New group seeks to establish Granville's third charter school

Sep. 17—OXFORD — A group called Acuity Public Schools recently petitioned the N.C. Department of Public Instruction for permission to set up a charter school in Granville County.

The school hopes to open in July of 2023. Initially, its plan calls for enrolling 300 to 350 students beginning with grades K-5. It plans to become K-8 as more students sign up. The school would operate year-round and include free uniforms and transportation.

Acuity says it will serve low-income families and students who are significantly behind academically.

"We've noticed that a lot of charter schools that are opening in the surrounding county and North Carolina are targeting students that are a little bit advanced and above [or] on grade level, and there's not a lot out there to cater to students who are significantly behind," said Joshua Batchelor, the school's CEO and would-be founder. "This is a problem, especially in the Oxford/ Granville County area."

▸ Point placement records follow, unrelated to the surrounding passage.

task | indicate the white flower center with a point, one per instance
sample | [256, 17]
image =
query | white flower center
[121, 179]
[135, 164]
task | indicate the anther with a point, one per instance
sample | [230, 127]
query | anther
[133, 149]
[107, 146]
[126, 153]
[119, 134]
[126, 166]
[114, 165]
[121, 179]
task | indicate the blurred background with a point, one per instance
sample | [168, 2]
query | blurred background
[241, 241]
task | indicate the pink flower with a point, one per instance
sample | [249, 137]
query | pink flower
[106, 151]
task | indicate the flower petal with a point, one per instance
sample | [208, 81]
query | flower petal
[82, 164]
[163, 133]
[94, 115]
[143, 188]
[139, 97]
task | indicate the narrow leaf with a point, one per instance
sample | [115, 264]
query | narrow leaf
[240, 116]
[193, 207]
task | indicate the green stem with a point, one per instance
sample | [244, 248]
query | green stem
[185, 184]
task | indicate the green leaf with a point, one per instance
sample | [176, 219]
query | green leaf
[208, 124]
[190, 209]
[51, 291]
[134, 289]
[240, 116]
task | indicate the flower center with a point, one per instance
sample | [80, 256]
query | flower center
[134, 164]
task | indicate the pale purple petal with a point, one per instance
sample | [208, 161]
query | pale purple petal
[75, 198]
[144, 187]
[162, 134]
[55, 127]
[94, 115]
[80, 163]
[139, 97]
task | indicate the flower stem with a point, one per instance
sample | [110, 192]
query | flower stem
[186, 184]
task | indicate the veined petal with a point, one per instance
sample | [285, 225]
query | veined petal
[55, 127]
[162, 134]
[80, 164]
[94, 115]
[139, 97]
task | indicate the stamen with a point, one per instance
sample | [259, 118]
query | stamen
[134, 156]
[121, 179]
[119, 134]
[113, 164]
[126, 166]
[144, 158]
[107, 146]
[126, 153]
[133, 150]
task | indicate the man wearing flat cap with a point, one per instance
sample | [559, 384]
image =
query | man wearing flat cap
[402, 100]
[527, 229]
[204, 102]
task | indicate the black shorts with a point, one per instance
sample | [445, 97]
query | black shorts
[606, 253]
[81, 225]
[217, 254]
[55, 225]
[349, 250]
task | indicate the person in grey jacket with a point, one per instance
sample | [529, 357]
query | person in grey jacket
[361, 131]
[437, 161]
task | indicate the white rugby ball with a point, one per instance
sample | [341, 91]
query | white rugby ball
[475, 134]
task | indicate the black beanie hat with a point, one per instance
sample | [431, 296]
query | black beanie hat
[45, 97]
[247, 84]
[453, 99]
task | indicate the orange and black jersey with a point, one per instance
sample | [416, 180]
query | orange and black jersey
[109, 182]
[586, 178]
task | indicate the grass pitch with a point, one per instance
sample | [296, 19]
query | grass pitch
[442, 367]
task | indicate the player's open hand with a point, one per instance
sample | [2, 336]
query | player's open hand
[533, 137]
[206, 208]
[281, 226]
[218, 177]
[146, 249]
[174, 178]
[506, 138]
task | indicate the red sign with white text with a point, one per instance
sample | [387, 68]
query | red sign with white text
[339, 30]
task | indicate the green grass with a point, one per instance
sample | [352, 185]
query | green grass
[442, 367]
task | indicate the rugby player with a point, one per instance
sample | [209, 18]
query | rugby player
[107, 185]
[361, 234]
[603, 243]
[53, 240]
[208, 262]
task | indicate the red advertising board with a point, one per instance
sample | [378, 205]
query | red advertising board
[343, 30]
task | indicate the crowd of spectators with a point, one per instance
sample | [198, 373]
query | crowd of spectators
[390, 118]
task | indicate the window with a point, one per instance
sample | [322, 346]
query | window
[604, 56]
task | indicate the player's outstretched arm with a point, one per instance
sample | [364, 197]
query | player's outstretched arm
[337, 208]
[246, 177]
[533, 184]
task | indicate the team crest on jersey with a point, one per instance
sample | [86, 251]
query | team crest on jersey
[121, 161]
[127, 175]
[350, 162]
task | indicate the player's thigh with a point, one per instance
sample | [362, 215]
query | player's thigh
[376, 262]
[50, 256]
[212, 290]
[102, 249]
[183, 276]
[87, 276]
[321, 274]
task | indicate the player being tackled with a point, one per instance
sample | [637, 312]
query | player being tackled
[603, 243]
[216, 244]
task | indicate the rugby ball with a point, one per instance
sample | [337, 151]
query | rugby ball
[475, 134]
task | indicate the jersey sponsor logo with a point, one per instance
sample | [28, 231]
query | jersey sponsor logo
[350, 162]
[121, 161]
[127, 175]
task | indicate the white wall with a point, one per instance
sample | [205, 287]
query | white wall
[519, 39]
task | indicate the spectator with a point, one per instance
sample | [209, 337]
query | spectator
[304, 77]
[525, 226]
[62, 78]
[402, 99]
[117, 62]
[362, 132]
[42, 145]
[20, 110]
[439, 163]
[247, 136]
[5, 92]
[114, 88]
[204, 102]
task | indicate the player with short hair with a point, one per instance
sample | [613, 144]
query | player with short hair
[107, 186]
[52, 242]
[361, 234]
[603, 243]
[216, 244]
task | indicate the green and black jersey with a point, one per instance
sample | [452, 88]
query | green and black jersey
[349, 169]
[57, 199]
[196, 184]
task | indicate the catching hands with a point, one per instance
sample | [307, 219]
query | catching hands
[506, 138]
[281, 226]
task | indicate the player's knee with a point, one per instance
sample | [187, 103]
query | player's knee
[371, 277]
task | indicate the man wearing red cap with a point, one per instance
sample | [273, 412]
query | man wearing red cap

Batchelor says being new to the Oxford area, he wants to partner with the Granville County Public School system to work together for the students.

"It doesn't matter how many Acuity schools you see in North Carolina in any community or county, the purpose of that school is also to work with the public schools that are there," he said, adding that the goal is never "to take all of the students."

"The goal should be if you are going to be an innovative school inside of a county, [to see] what techniques or what are you doing that the public schools can use to deliver the same results for their students," Batchelor said.

The school will be free to all and will have open enrollment, parents will be able to apply online. It is first come first serve, and all students from Granville County will be accepted.

As of right now, no applications are being accepted until the state Office of Charter Schools and DPI make a decision on the petition.

The Granville County school board agreed to write a letter opposing Acuity Public Schools' petition.

School board Chairman David Richardson said the board had a couple of reasons for its opposition, including that there already are a lot of charter schools in the area and that some of the programs Acuity says it will have are services the public schools already offer.

State legislators "established the purpose of charter schools [as being] to expand choices and innovations programs that aren't currently available in the public schools," Richardson said. "Looking at the application submitted by Acuity, it's very short on those specifics and doesn't really talk about the proposal of what they want to do."

Granville County has two charter schools already operating within its borders, Oxford Preparatory School and Falls Lake Academy. Two other charter schools, Henderson Collegiate and Vance Charter School, are nearby in Henderson.

State and local governments allocated per-pupil funding for charter schools and traditional K-12 school systems based on their enrollment. All three of the Tri-County's traditional K-12 school districts — the Granville County Public Schools, the Vance County Schools and the Warren County Schools — have downsized as enrollment has flowed to charters. Another wave of downsizing remains pending in the Granville system.

GCPS officials have said students from Granville County are attending 37 different charter schools in North Carolina.